YES. 3 more avenues to
save on Income Tax…
1.
Till
this financial year, even the nominal interest that you and I earned on our
savings bank accounts (@ 4 %) was subject to tax. Going forward, Interest
earned on deposits in Savings Account with Banks, Co-operative Societies and Post
Offices shall not be taxed up till a maximum limit of Rs. 10,000 per annum. This
deduction is available under a new section Sec 80TTA.
However,
the above deduction until Rs. 10,000 is applicable to Individuals & HUFs
only and not to Firms, associations and companies and the deduction is
available for Interest earned on Savings accounts only and not applicable for
Interest earned on Fixed Deposits. (that’s why Debt Mutual Funds give better
income post-tax then Bank FD’s; read my article “The Rich Man’s Bank Accounts” http://niravpanchmatia.blogspot.in/2011/03/rich-mans-bank-accounts.html
)
2.
One
more, more options for tax-free bonds would be available next financial year. Further
clarification awaited.
3.
One
more to go. Yes, one extra Investment avenue has been added but not much
clarity on it available yet. Even the Govt of India and the Finance Minister
wants you to Invest in the Stock Markets. This in order to boost investment in
the equity markets, FM has introduced Rajiv Gandhi Equity Savings scheme. The
scheme allows for Income Tax (I-T) deduction of 50 percent to new retail
investors, who invest up to Rs 50,000 directly in equities and whose annual
income is below Rs 10 lakh. The scheme will have a lock-in period of three
years. The details of the scheme will be announced in due course.
4.
No
Income tax return to be filed for Salary Income below Rs. 500,000; not a deduction but a relief to newly salaried guy...
5.
What about
changes in Indirect Tax laws or rates?
Yes, after good news
comes some bad news. While the FM has given us some avenues to save Income Tax,
he has given us a double whammy by increasing tax rates on Excise as well as
Service tax rates that do not impact us directly but go on to increase prices
of goods and services that we consume and therefore pinched our pocket.
a.
Standard Rates of
Excise duty
(a tax on manufacture of goods that is passed on to you and me and applicable to
most manufactured items) raised to 12%
from 10% earlier.
b.
Service tax rates also
increased from 10% to 12%.
c.
More
important, and this is the double whammy; while currently Service tax is applicable
on selected items and most items were excluded from Service tax; going forward
Service Tax would be applicable on most items barring 17 major categories of items
that would be specified under the negative list…
d.
Import duty increased @4%
on GOLD…so
Gold prices likely to go up…
e.
Excise
duty increased on big cars; therefore they will become costlier
What?
Have you still not had enough? You want more bad news then Google Budget
Highlights and you can read the Summaries provided by other people.
6.
Any major
legislative (tax laws) changes that I need to worry about? For example people were talking
about Income Tax Act 1961 being abolished and replaced with DTC (Direct Tax
Code).
That
is the biggest disappointment from BUDGET 2012. All the hype that FM will finally
deliver and bring in the necessary reform by introducing the Direct Tax Code
(DTC) by replacing the Income Tax Act 1961 and the Goods & Services Tax
(GST) by consolidating various Indirect taxes was a mere hype. The FM , sadly,
failed to deliver miserably on this front. Major Reforms?

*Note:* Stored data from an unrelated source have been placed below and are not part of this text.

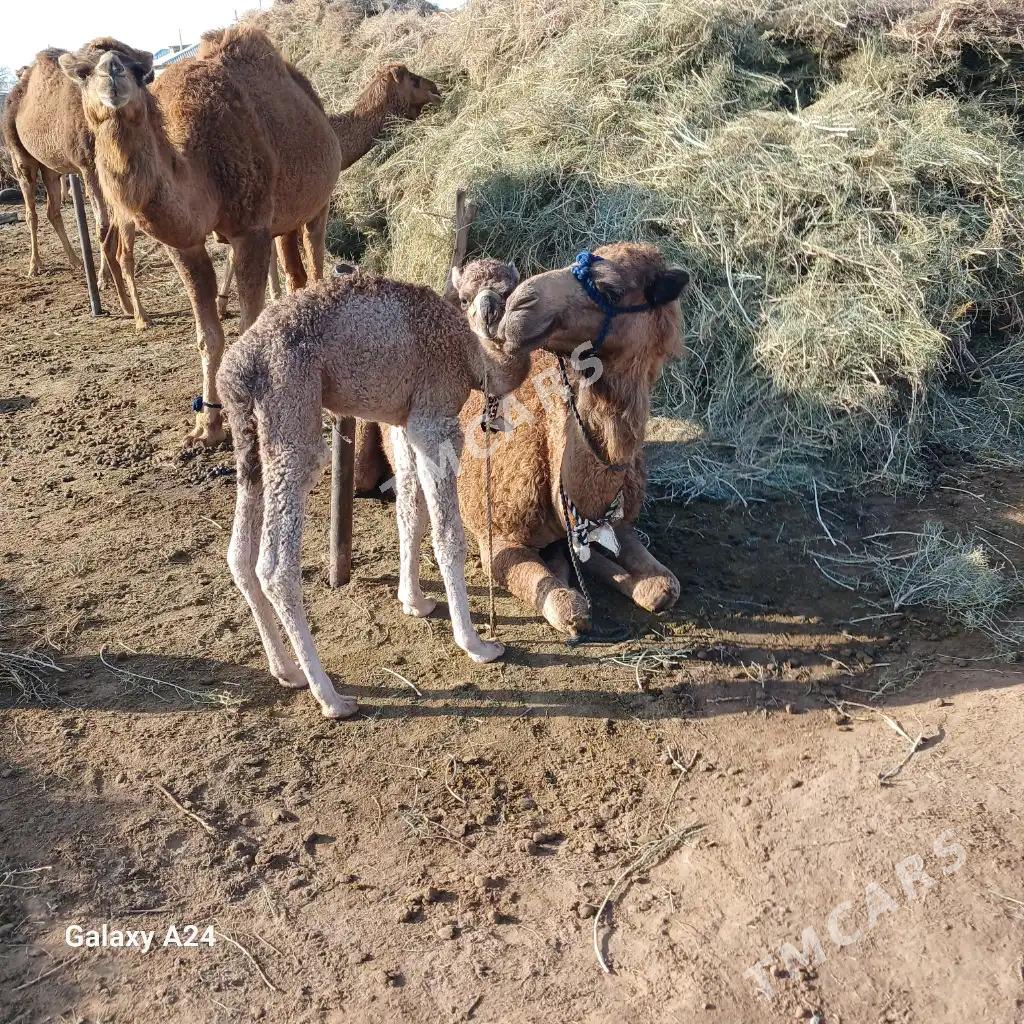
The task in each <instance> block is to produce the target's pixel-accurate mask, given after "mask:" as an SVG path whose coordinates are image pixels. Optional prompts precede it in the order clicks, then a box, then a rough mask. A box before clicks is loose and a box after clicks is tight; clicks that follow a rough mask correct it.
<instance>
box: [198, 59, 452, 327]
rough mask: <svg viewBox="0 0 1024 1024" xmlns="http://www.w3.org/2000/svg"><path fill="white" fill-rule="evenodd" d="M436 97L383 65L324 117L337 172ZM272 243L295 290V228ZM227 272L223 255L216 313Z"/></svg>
mask: <svg viewBox="0 0 1024 1024" xmlns="http://www.w3.org/2000/svg"><path fill="white" fill-rule="evenodd" d="M439 99H440V93H439V92H438V90H437V86H436V85H435V84H434V83H433V82H431V81H430V79H429V78H423V76H421V75H416V74H414V73H413V72H411V71H410V70H409V69H408V68H407V67H406V66H404V65H399V63H390V65H385V66H384V67H383V68H381V69H380V70H379V71H378V72H377V74H375V75H374V77H373V78H372V79H371V81H370V83H369V84H368V85H367V86H366V88H364V90H362V91H361V92H360V93H359V95H358V97H357V98H356V100H355V105H354V106H353V108H352V109H351V110H350V111H346V112H344V113H342V114H332V115H330V120H331V126H332V127H333V128H334V131H335V134H336V135H337V136H338V144H339V145H340V146H341V170H343V171H345V170H347V169H348V168H349V167H351V166H352V164H354V163H355V162H356V161H358V160H360V159H361V158H362V157H365V156H366V155H367V154H368V153H369V152H370V151H371V150H372V148H373V147H374V146H375V145H376V144H377V143H378V142H379V141H380V139H381V137H382V136H383V134H384V131H385V128H386V126H387V125H388V123H389V122H390V121H415V120H416V119H417V118H418V117H419V116H420V114H421V113H423V109H424V106H426V105H427V104H428V103H434V102H437V101H438V100H439ZM276 242H278V249H279V255H280V257H281V260H282V262H283V263H284V265H285V268H286V271H288V288H289V291H295V289H296V288H301V287H302V286H303V285H304V284H305V283H306V274H305V270H304V268H303V266H302V260H301V257H300V255H299V237H298V232H292V233H291V234H290V236H285V237H283V238H279V239H278V240H276ZM308 244H309V243H308V241H306V245H307V246H308ZM308 258H309V257H308V252H307V259H308ZM289 266H291V270H290V271H289ZM270 269H271V276H270V295H271V296H272V297H273V298H274V299H279V298H281V285H280V284H278V283H276V261H275V260H273V259H271V266H270ZM233 275H234V262H233V260H232V258H231V254H230V253H228V255H227V265H226V266H225V267H224V279H223V282H222V284H221V286H220V294H219V295H218V296H217V309H218V311H219V312H220V315H221V316H223V315H224V313H225V311H226V309H227V300H228V297H229V295H230V289H231V279H232V278H233Z"/></svg>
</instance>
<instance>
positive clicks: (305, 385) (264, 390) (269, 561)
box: [218, 271, 529, 718]
mask: <svg viewBox="0 0 1024 1024" xmlns="http://www.w3.org/2000/svg"><path fill="white" fill-rule="evenodd" d="M528 366H529V359H528V357H527V356H526V354H525V353H521V354H517V355H514V356H512V357H511V358H508V357H506V356H505V355H504V354H503V353H502V352H501V350H500V349H499V348H498V347H497V346H496V345H494V344H493V343H489V342H488V343H481V341H480V340H479V339H478V338H477V337H476V336H475V335H474V334H473V332H472V331H471V330H470V329H469V328H468V326H467V325H466V322H465V319H464V318H463V317H462V316H461V315H460V314H459V313H458V312H457V311H456V310H455V309H453V308H452V306H451V305H449V304H447V303H445V302H444V301H443V300H442V299H440V298H439V297H438V296H437V295H435V294H434V293H433V292H431V291H430V290H429V289H425V288H418V287H415V286H413V285H406V284H399V283H397V282H393V281H388V280H386V279H380V278H375V276H371V275H368V274H364V273H361V272H359V271H356V272H355V273H352V274H348V275H345V276H339V278H333V279H331V280H329V281H325V282H321V283H318V284H316V285H313V286H311V287H310V288H308V289H305V290H303V291H301V292H298V293H296V294H294V295H290V296H287V297H286V298H284V299H282V301H281V302H276V303H274V304H273V305H271V306H269V307H268V308H267V309H266V310H265V311H264V312H263V315H262V316H261V317H260V318H259V321H258V322H257V323H256V325H255V326H254V327H253V328H252V329H251V330H250V331H249V332H248V333H247V334H246V335H245V336H244V337H243V338H242V339H241V340H240V341H239V342H238V343H237V344H236V345H234V346H233V347H232V348H231V350H230V351H229V352H228V353H227V356H226V357H225V359H224V364H223V367H222V368H221V371H220V374H219V378H218V381H219V386H220V389H221V393H222V394H223V395H224V398H225V402H226V407H227V415H228V419H229V421H230V426H231V431H232V433H233V435H234V450H236V459H237V463H238V481H239V484H238V486H239V489H238V504H237V506H236V513H234V526H233V529H232V532H231V541H230V545H229V548H228V564H229V566H230V569H231V574H232V575H233V578H234V581H236V583H237V584H238V586H239V589H240V590H241V591H242V593H243V595H244V596H245V598H246V600H247V601H248V603H249V606H250V608H251V609H252V612H253V614H254V616H255V618H256V625H257V629H258V630H259V633H260V637H261V639H262V641H263V647H264V650H265V651H266V656H267V660H268V663H269V667H270V672H271V673H272V674H273V675H274V676H275V677H276V678H278V679H279V680H280V681H281V682H282V683H283V684H284V685H286V686H304V685H306V684H307V683H308V685H309V687H310V689H311V691H312V693H313V696H314V697H315V698H316V700H317V701H318V702H319V706H321V710H322V711H323V713H324V715H326V716H327V717H328V718H344V717H347V716H349V715H351V714H353V713H354V712H355V711H356V702H355V700H354V698H352V697H345V696H340V695H339V694H338V693H337V692H336V691H335V689H334V686H333V685H332V683H331V680H330V679H329V678H328V676H327V673H326V672H325V671H324V668H323V666H322V665H321V662H319V658H318V657H317V654H316V650H315V647H314V645H313V641H312V636H311V635H310V632H309V626H308V623H307V621H306V616H305V612H304V610H303V607H302V577H301V571H300V562H299V553H300V543H301V537H302V522H303V516H304V506H305V499H306V496H307V494H308V492H309V489H310V487H311V486H312V484H313V482H314V480H315V478H316V476H317V474H318V472H319V471H321V470H322V468H323V466H324V463H325V461H326V458H327V449H326V445H325V443H324V440H323V436H322V430H321V422H322V419H321V409H322V408H326V409H328V410H329V411H330V412H332V413H333V414H335V415H336V416H359V417H362V418H365V419H368V420H375V421H379V422H382V423H388V424H390V425H391V428H392V429H391V441H392V445H393V449H394V452H395V457H396V464H397V465H396V469H397V476H396V489H397V516H398V537H399V548H400V571H399V582H398V600H399V601H400V602H401V606H402V610H403V611H406V613H407V614H411V615H426V614H429V613H430V612H431V611H432V610H433V607H434V602H433V601H430V600H428V599H427V598H426V597H425V596H424V594H423V592H422V590H421V589H420V580H419V550H420V544H421V542H422V539H423V535H424V532H425V531H426V526H427V521H428V516H429V522H430V525H431V528H432V532H433V546H434V552H435V554H436V557H437V564H438V567H439V568H440V572H441V578H442V580H443V581H444V590H445V593H446V595H447V600H449V610H450V613H451V616H452V627H453V632H454V634H455V641H456V643H457V644H458V645H459V646H460V647H461V648H462V649H463V650H464V651H466V653H468V654H469V656H470V657H471V658H473V659H474V660H476V662H490V660H494V659H495V658H497V657H500V656H501V654H502V653H503V651H504V648H503V647H502V645H501V644H499V643H488V642H485V641H483V640H481V639H480V638H479V637H478V636H477V634H476V631H475V630H474V629H473V624H472V621H471V620H470V614H469V601H468V598H467V594H466V578H465V559H466V540H465V535H464V532H463V526H462V519H461V517H460V515H459V499H458V489H457V485H456V470H457V468H458V462H459V453H460V451H461V447H462V440H463V438H462V429H461V427H460V425H459V418H458V417H459V411H460V410H461V409H462V407H463V406H464V404H465V402H466V398H467V397H468V396H469V393H470V391H471V390H473V389H474V388H479V387H480V383H481V380H482V378H483V374H484V371H486V375H487V378H488V383H489V387H490V388H492V390H493V391H494V392H495V393H497V394H505V393H507V392H508V391H510V390H512V389H513V388H515V387H517V386H518V385H519V384H520V383H521V382H522V380H523V378H524V376H525V374H526V371H527V369H528ZM274 613H276V617H278V620H279V621H280V623H281V625H282V626H283V627H284V630H285V634H286V635H287V637H288V639H289V641H290V642H291V645H292V649H293V650H294V653H295V658H293V657H292V656H291V654H289V652H288V650H287V648H286V646H285V644H284V643H283V641H282V636H281V633H280V632H279V628H278V624H276V622H275V621H274ZM296 659H297V662H298V665H296ZM300 667H301V668H300Z"/></svg>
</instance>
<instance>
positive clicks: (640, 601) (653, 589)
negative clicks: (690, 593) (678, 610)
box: [633, 575, 679, 611]
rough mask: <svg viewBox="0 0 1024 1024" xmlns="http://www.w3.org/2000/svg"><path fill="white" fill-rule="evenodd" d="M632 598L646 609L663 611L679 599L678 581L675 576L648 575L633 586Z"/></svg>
mask: <svg viewBox="0 0 1024 1024" xmlns="http://www.w3.org/2000/svg"><path fill="white" fill-rule="evenodd" d="M633 600H634V601H635V602H636V603H637V604H638V605H640V607H641V608H644V609H645V610H647V611H664V610H665V609H666V608H671V607H672V606H673V605H674V604H675V603H676V601H678V600H679V581H678V580H677V579H676V578H675V577H662V575H656V577H648V578H647V579H646V580H641V581H640V582H639V583H638V584H637V585H636V586H635V587H634V588H633Z"/></svg>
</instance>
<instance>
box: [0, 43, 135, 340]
mask: <svg viewBox="0 0 1024 1024" xmlns="http://www.w3.org/2000/svg"><path fill="white" fill-rule="evenodd" d="M65 53H66V51H65V50H58V49H48V50H43V51H42V52H41V53H39V54H38V55H37V56H36V59H35V61H34V62H33V63H32V65H30V66H29V67H27V68H25V69H22V70H20V72H19V74H18V78H17V83H16V85H15V86H14V88H13V89H12V90H11V92H10V95H9V96H8V98H7V103H6V106H5V108H4V115H3V133H4V138H5V140H6V143H7V148H8V151H9V152H10V155H11V161H12V163H13V165H14V173H15V175H16V176H17V181H18V184H19V185H20V188H22V195H23V197H24V199H25V214H26V220H28V222H29V234H30V238H31V240H32V251H31V256H30V259H29V276H33V275H35V274H37V273H40V272H41V271H42V262H41V260H40V258H39V233H38V232H39V228H38V221H37V218H36V202H35V200H36V180H37V177H41V178H42V181H43V185H44V186H45V188H46V216H47V219H48V220H49V222H50V224H51V225H52V226H53V230H54V231H55V232H56V236H57V238H58V239H59V240H60V245H61V246H62V247H63V250H65V254H66V255H67V257H68V262H69V263H70V264H71V265H72V267H73V268H79V267H81V260H80V259H79V257H78V256H77V255H76V253H75V251H74V249H72V246H71V242H70V241H69V239H68V232H67V231H66V230H65V225H63V218H62V217H61V213H60V204H61V201H62V199H63V193H65V188H66V184H65V181H66V178H65V175H68V174H80V175H81V176H82V181H83V182H84V184H85V190H86V195H87V196H88V197H89V202H90V204H91V206H92V210H93V214H94V216H95V219H96V225H97V228H98V230H99V238H100V254H99V276H100V281H105V280H111V281H113V283H114V287H115V289H116V291H117V293H118V299H119V300H120V302H121V305H122V308H123V309H124V311H125V312H126V313H127V314H128V315H129V316H133V317H134V319H135V326H136V327H137V328H138V329H140V330H141V329H142V328H145V327H147V326H148V324H150V321H148V318H147V316H146V315H145V313H144V312H143V310H142V307H141V304H140V302H139V298H138V292H137V290H136V288H135V274H134V266H133V261H132V260H131V258H130V257H129V258H126V260H125V263H126V265H127V266H128V267H129V270H128V272H127V273H124V274H123V273H122V268H121V264H120V263H119V260H118V249H119V246H120V245H121V244H124V245H126V246H128V247H130V246H131V238H130V236H131V232H132V228H131V227H130V226H129V228H128V237H127V238H125V239H122V237H121V232H119V230H118V228H117V227H116V226H114V225H112V224H111V218H110V211H109V208H108V204H106V200H105V198H104V196H103V191H102V188H101V187H100V184H99V178H98V176H97V173H96V166H95V160H94V157H93V148H94V139H93V134H92V131H91V130H90V128H89V126H88V124H86V120H85V114H84V112H83V110H82V99H81V96H80V95H79V93H78V90H77V89H75V87H74V86H73V85H72V84H71V83H70V82H69V81H68V79H67V78H66V77H65V76H63V74H62V73H61V71H60V66H59V62H58V61H59V60H60V58H61V57H62V56H63V55H65ZM126 286H127V287H126Z"/></svg>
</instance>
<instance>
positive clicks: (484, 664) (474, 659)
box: [466, 640, 505, 665]
mask: <svg viewBox="0 0 1024 1024" xmlns="http://www.w3.org/2000/svg"><path fill="white" fill-rule="evenodd" d="M466 653H467V654H468V655H469V656H470V658H472V660H474V662H476V664H477V665H487V663H489V662H497V660H498V658H500V657H501V656H502V654H504V653H505V644H503V643H499V642H498V641H497V640H480V641H479V643H478V645H477V646H476V647H474V648H473V650H467V651H466Z"/></svg>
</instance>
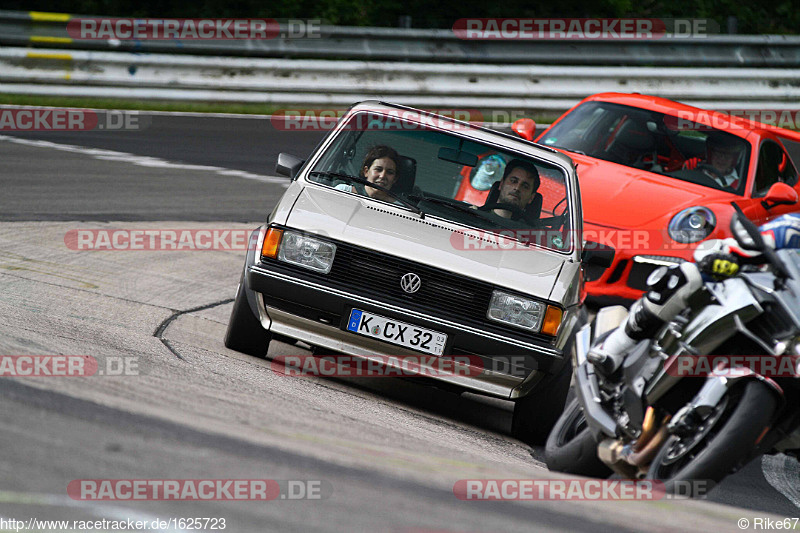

There are no reforms in this budget…
To conclude, our beloved Finance Minister today opened his
Budget Speech with this remark,
“I must be cruel to be kind”
Well, what do I say! Our FM is a MAN of his word…He is a thorough gentleman..
Whatever
benefits he has given to the common man under Income Tax, he has taken away
under Indirect taxes by increasing Service Tax and excise duty rates and so on.
But to be fair to our honourable FM, he is currently walking a tight rope after
what happened in the Railway Budget. I just hope that all the major reforms
that he has postponed like bringing in the DTC and GST, he brings sometimes
during the next financial year. If not, join me in praying for this govt.
One Question: What do you do if the FM does not deliver a Budget to your expectations?
ANS.: You tighten your own family budget!!!